Have you been putting off writing your memoir, stories from your life, or family history? Are your children, grandchildren, and even friends pressing you to put aspects of your life in writing? When you tell a story from your life, do people say, “You should write that down?”
Everyone has valuable stories from their past that are interesting, engaging, even exciting. These are the stories about your life or your family’s life that are important to write down and share. Even if it’s not your intention, this kind of writing is educational—it tells present and future generations how it was “back then,” what you enjoyed about your life, your family’s unique traditions, the challenges you faced, and how you overcame obstacles.
But it can feel daunting to get all this down on paper, seemingly impossible to figure out where to begin, or once you’ve begun, how to continue.
Here are some tips and ideas for starting, continuing, or finishing your memoir, life story, or family histories projects — and have fun in the process.
First, know these differences:
Autobiography – describes your life from birth to the present
Biography – describes someone else’s life from birth to the present
Memoir – describes a portion or an aspect of your life, such as your teen years or your career
Life Stories – shorter essays about your life or your family
Family History – longer stories about your family.
Note: Family history is different from genealogy, which traces family relationships from ancestors to descendants. Typically genealogies are portrayed in a family tree.
Decide which of these approaches is right for you.
What Should You Write About?
Try your hand at one or some of these subjects.
- The houses you’ve lived in, the trips you’ve taken, the pets you’ve loved.
- Advice someone gave you when you really needed it.
- Advice you’re glad you didn’t take!
- Rearing your children.
- Participating in political or civic activities.
- A profile of a parent, or special teacher, or neighbor.
- How you survived a crisis or difficult period in your life.
- Think of stories and anecdotes that circulated in your family such as the diligent uncle who injured his hand and had to stop working; an aunt’s inedible casserole she insisted on bringing to Thanksgiving dinner every year; the jokes or phrases that never failed to send family members into peals of laughter.
Or, you might want to tackle tougher topics, such as:
- Facing a childhood bully.
- The worse teacher you ever had or the toughest academic subject you ever had.
- Something you’ve struggled with for years.
- What you would do differently, if you could live your life over.
The topics you can write about are almost limitless.
So, how do you get started?
- Go through old diaries, photos, postcards and letters. They will stir forgotten memories.
- Rummage through the attic and neglected cupboards to find ticket stubs from shows or dances you attended, your high school or college diploma, and any awards you earned.

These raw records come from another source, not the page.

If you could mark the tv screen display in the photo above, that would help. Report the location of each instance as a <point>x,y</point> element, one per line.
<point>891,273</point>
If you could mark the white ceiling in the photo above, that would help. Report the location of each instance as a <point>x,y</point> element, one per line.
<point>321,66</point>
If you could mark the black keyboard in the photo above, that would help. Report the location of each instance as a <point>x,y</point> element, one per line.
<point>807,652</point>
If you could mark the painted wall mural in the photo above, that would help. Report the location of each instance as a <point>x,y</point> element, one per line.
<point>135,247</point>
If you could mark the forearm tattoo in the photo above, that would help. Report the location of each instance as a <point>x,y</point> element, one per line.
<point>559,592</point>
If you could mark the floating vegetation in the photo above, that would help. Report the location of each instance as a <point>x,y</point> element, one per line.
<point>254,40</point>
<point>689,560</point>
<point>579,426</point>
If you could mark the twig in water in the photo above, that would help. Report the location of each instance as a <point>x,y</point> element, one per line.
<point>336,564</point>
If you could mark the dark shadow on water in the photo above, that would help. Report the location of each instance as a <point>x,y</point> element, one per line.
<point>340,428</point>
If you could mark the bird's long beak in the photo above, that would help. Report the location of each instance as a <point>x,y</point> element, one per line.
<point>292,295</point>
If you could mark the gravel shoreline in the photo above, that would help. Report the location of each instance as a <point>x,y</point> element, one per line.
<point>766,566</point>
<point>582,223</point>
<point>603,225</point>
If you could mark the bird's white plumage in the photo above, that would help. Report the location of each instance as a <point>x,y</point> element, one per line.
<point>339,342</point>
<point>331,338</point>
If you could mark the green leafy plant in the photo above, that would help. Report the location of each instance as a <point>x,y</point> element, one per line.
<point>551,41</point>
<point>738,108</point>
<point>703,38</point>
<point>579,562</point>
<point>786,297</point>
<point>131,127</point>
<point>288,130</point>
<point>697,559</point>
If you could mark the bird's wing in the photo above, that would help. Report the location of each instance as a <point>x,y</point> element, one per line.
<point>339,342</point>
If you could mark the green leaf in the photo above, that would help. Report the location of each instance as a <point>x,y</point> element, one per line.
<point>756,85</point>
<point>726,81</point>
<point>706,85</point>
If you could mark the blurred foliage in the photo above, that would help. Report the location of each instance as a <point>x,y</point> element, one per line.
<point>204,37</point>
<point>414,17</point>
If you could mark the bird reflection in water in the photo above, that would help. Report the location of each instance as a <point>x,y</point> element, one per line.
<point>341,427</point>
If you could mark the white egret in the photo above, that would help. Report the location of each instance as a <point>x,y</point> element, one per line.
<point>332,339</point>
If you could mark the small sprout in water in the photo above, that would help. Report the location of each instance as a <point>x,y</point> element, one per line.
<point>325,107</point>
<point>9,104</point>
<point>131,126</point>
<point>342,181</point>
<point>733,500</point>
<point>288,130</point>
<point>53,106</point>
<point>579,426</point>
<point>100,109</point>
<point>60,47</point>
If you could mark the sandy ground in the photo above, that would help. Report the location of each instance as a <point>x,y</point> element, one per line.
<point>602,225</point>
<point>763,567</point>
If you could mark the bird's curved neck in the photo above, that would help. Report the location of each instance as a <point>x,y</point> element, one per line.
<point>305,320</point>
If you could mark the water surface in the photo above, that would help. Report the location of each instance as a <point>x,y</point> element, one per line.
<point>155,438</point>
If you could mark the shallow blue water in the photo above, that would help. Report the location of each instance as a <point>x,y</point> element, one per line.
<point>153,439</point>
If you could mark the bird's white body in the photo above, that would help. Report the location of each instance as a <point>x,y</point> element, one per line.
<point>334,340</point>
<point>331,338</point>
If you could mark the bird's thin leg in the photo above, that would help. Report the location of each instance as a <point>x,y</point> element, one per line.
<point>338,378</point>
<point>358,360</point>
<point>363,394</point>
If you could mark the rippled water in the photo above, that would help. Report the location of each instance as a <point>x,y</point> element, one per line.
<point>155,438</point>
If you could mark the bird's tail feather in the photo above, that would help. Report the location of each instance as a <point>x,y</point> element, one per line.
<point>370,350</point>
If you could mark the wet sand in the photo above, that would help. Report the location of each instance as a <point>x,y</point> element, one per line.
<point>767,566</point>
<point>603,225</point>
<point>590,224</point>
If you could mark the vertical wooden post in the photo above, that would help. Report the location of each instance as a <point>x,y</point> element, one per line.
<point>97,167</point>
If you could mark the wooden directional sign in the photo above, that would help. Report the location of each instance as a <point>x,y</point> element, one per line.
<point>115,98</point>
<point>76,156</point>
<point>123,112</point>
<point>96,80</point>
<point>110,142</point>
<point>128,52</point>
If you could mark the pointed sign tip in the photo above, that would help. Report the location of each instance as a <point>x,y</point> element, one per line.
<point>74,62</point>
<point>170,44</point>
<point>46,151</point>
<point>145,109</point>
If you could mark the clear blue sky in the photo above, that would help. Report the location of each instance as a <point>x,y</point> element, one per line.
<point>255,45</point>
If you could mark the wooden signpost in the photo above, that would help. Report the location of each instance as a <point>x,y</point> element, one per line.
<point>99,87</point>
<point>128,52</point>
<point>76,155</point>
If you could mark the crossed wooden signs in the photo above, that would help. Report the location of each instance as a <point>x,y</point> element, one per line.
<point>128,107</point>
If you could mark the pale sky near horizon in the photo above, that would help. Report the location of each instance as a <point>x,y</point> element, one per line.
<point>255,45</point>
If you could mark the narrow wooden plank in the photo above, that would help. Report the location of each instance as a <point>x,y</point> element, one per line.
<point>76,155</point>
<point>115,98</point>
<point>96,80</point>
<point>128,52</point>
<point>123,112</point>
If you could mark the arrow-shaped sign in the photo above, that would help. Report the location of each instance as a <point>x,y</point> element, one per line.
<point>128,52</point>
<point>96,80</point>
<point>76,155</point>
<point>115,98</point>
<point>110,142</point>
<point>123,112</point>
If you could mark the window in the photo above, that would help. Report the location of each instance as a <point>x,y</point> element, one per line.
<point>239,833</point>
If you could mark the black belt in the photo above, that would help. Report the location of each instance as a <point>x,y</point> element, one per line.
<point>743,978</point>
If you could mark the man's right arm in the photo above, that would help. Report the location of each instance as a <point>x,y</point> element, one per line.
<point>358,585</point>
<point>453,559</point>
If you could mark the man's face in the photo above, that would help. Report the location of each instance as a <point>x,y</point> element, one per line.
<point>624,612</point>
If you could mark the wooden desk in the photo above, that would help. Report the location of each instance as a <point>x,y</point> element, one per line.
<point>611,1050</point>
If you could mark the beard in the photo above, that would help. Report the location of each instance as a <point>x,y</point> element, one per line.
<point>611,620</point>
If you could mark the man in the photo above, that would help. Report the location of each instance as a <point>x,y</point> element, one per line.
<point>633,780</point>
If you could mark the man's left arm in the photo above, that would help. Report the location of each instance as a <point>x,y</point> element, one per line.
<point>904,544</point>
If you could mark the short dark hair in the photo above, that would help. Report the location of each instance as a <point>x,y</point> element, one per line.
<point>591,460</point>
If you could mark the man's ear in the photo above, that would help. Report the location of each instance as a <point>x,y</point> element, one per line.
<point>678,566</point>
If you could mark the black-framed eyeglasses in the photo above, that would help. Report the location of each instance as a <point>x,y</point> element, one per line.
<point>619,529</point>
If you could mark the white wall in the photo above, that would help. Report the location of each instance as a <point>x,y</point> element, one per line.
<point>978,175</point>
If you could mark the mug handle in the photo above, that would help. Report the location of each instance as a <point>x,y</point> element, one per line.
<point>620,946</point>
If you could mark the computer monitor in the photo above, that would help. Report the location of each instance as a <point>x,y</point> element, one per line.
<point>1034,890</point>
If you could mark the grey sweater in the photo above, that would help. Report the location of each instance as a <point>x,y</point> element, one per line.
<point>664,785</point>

- Ask friends and family members to help you remember details, incidents, and events.
When it’s time to write, don’t consider writing a book. Instead, think of little anecdotes, short essays. Maybe remembrances of holidays in your childhood home, or the time you were moving and were halfway down driveway before you noticed you forgot to put your pet in the car.
Taking a class dedicated to writing memoir, stories from your life, or family history is an excellent way to start and keep you writing. You’ll be able to share what you’re working on with others and get useful feedback, insights, and suggestions from them. Or like many people, you might prefer to work online or in-person with a nonfiction expert with experience in the type of stories you want to write—memoir, stories from your life, or family history. This coach can help you choose your topic(s), organize your project, find the right words to tell your stories, and keep you on track so you can experience the joy of reaching the finish line.
Make It Interesting
You want those who read your work to be engaged in what you have to tell them. You want them to look forward to reading from the first page to the last. How do you do that?
Include the senses, not just sight, but smells, which are very evocative of the past; sounds, and textures, tastes (flavors).
Include emotion. How did a particular event make you feel?
Use “juicy” words, that is, precise words with power and interest, rather than weak words such as “very,” “many,” and “nice.”
To stay inspired, remember: It’s not just a memoir, a story from your life, or a family history you’re creating. It’s a legacy!